He is the kippah-wearing artificial intelligence visionary who you’ve probably never heard of.
But when Noam Shazeer and another top AI executive revealed they were quitting Google within days of each other, it caused an earthquake in the world of big business.
The share price of Google’s parent firm Alphabet plunged 5.1 per cent, wiping a cool £180 billion off the company’s stock market value.
Considered one of the most important and sought-after minds in artificial intelligence, Shazeer, 50, is an American Orthodox Jewish computer scientist who has, despite being widely regarded as one of the architects of the modern AI revolution, given relatively few media interviews over nearly two decades at the forefront of the field.
The father of three lives in Palo Alto, California, with his wife, Yael Shaham Shazeer, who also reportedly worked at Google.
In one interview, Shazeer told how his grandparents survived the Holocaust by fleeing to the former Soviet Union before later living in Israel and emigrating to the United States.
He was born in Philadelphia in 1976 to a father who went from being a maths teacher to an engineer, and a mother who worked at home.
A maths prodigy, Shazeer won a gold medal with a perfect score at the 1994 International Mathematical Olympiad as part of the US team. His sister was later ordained as a rabbi by Hebrew College in Massachusetts.
He studied mathematics at Duke University from 1994 to 1998, before joining Google in 2000 as a software engineer.
In 2017, he was one of the co-authors of Attention Is All You Need, the landmark paper widely credited with transforming artificial intelligence research and underpinning modern AI chatbots.
At Google, Shazeer and his colleague Daniel de Freitas also developed a conversational AI system called Meena.
After Google reportedly declined to release the chatbot publicly, the pair left the company in 2021 to found Character.AI, a platform that allows users to interact with fictional or real personas for entertainment and educational purposes. The company quickly became one of the most closely watched startups in the AI sector.
[Missing Credit]Noam Shazeer (Credit: X)
In 2023, Shazeer was named by Time magazine as one of the 100 most influential people in artificial intelligence.

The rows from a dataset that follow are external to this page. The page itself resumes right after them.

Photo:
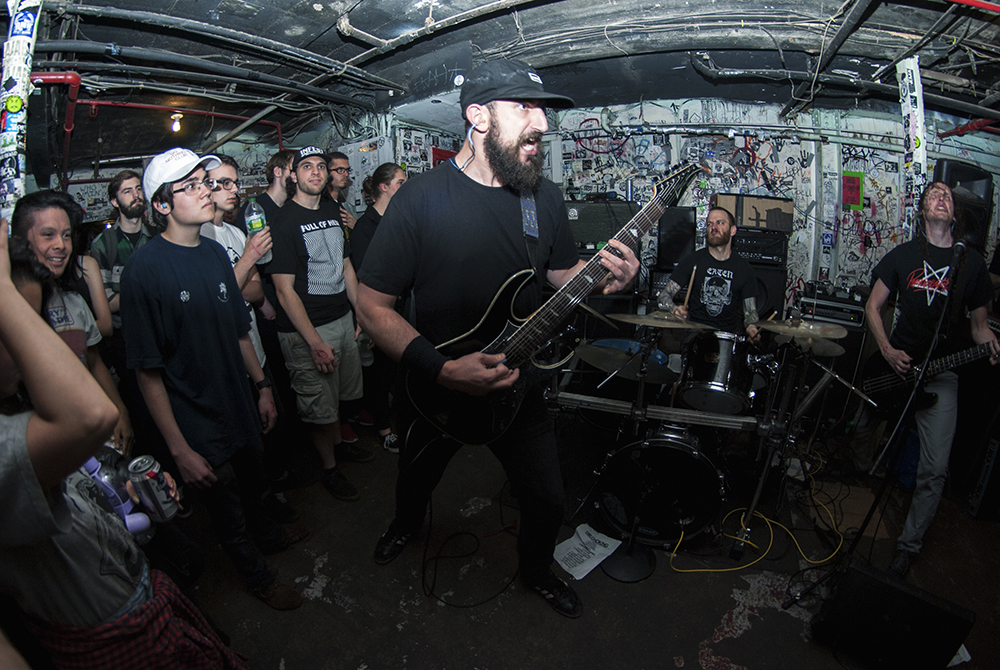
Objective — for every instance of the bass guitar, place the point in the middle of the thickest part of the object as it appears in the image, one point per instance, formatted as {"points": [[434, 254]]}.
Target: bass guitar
{"points": [[889, 391], [482, 419]]}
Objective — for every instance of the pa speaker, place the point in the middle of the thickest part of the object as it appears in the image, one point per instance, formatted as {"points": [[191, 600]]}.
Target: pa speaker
{"points": [[883, 623], [972, 191]]}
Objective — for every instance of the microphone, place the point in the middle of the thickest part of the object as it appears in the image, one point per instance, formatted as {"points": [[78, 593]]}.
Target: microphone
{"points": [[957, 252]]}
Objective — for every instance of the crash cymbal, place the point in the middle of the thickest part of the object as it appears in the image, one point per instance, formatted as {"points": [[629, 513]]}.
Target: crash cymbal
{"points": [[627, 365], [804, 329], [658, 320], [817, 345]]}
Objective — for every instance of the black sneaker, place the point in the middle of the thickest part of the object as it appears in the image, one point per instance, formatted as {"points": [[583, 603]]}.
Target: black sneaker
{"points": [[391, 544], [352, 453], [390, 443], [336, 483], [559, 595], [901, 563]]}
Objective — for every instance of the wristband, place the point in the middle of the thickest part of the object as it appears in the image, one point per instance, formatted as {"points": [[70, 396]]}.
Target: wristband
{"points": [[421, 355]]}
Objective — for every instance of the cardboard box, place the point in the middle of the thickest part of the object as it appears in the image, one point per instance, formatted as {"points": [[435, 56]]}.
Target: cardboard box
{"points": [[756, 212]]}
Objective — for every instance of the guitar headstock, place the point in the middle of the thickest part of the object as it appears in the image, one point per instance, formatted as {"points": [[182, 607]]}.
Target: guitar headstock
{"points": [[676, 178]]}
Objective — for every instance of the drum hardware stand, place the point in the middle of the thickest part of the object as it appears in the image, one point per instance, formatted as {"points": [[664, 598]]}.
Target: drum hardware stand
{"points": [[632, 562], [775, 434]]}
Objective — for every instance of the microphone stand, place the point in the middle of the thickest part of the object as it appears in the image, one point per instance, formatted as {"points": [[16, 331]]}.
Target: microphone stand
{"points": [[894, 440]]}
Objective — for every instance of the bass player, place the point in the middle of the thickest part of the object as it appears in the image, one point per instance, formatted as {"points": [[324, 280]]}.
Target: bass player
{"points": [[919, 271]]}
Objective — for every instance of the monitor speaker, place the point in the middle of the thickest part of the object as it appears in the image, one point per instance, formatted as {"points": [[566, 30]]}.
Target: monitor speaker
{"points": [[884, 623], [972, 189]]}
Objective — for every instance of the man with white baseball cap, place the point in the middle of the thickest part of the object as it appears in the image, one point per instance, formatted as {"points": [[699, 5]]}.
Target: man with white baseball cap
{"points": [[186, 336]]}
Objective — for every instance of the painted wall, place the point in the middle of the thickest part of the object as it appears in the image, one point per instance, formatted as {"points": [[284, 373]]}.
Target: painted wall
{"points": [[748, 149]]}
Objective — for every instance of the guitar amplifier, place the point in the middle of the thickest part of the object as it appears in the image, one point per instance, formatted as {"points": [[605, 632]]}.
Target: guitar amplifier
{"points": [[762, 246], [830, 309]]}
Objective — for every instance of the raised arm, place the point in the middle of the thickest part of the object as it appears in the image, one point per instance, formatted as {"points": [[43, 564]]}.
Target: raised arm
{"points": [[72, 416]]}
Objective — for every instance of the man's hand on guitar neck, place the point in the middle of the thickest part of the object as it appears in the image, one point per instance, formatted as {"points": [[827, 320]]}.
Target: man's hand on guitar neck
{"points": [[621, 262], [477, 374], [897, 359]]}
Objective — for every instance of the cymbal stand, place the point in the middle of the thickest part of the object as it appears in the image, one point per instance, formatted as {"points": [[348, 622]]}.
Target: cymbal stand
{"points": [[775, 435]]}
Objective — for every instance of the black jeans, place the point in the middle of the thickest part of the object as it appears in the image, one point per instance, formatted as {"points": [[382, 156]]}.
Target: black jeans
{"points": [[527, 452], [239, 520]]}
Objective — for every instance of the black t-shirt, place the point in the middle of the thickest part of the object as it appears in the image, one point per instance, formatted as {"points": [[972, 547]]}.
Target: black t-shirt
{"points": [[182, 314], [921, 285], [454, 242], [720, 287], [361, 236], [310, 244]]}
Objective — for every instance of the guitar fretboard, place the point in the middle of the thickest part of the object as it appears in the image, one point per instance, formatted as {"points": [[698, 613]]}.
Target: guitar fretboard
{"points": [[538, 328]]}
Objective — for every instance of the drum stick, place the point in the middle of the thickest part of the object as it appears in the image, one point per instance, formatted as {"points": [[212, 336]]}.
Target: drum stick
{"points": [[690, 286]]}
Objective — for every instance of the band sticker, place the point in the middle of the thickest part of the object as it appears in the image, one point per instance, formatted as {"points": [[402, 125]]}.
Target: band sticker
{"points": [[23, 24]]}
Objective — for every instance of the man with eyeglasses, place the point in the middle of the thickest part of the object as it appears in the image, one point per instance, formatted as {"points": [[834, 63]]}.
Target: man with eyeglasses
{"points": [[340, 179], [316, 286], [187, 339]]}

He served as CEO of Character.AI until August 2024, when Google acquired the company’s leadership team, including Shazeer and around 30 employees, in a deal valued at roughly $2.6 billion. The transaction was among the largest of its kind in the industry.
Shazeer reportedly earned between $750 million and $1 billion from the deal, based on his equity stake. He returned to Google as a vice-president and became technical lead on the company’s Gemini AI project.
Less than two years later, he announced he would be leaving Google to join rival OpenAI, the artificial intelligence company led by Sam Altman and valued at more than $500 billion.
Announcing the move on X, Shazeer wrote: “I’m excited to share that I’ll be joining OpenAI and look forward to working with the exceptional team there.
“It was a difficult decision to move on. I’m incredibly proud of the amazing team at Google and everything we’ve built together. It has been an honour and a pleasure to work with all of you.”
His departure coincided with a sharp sell-off in Alphabet shares as investors reacted to concerns that Google was losing key AI talent and momentum in the competitive race for artificial intelligence leadership.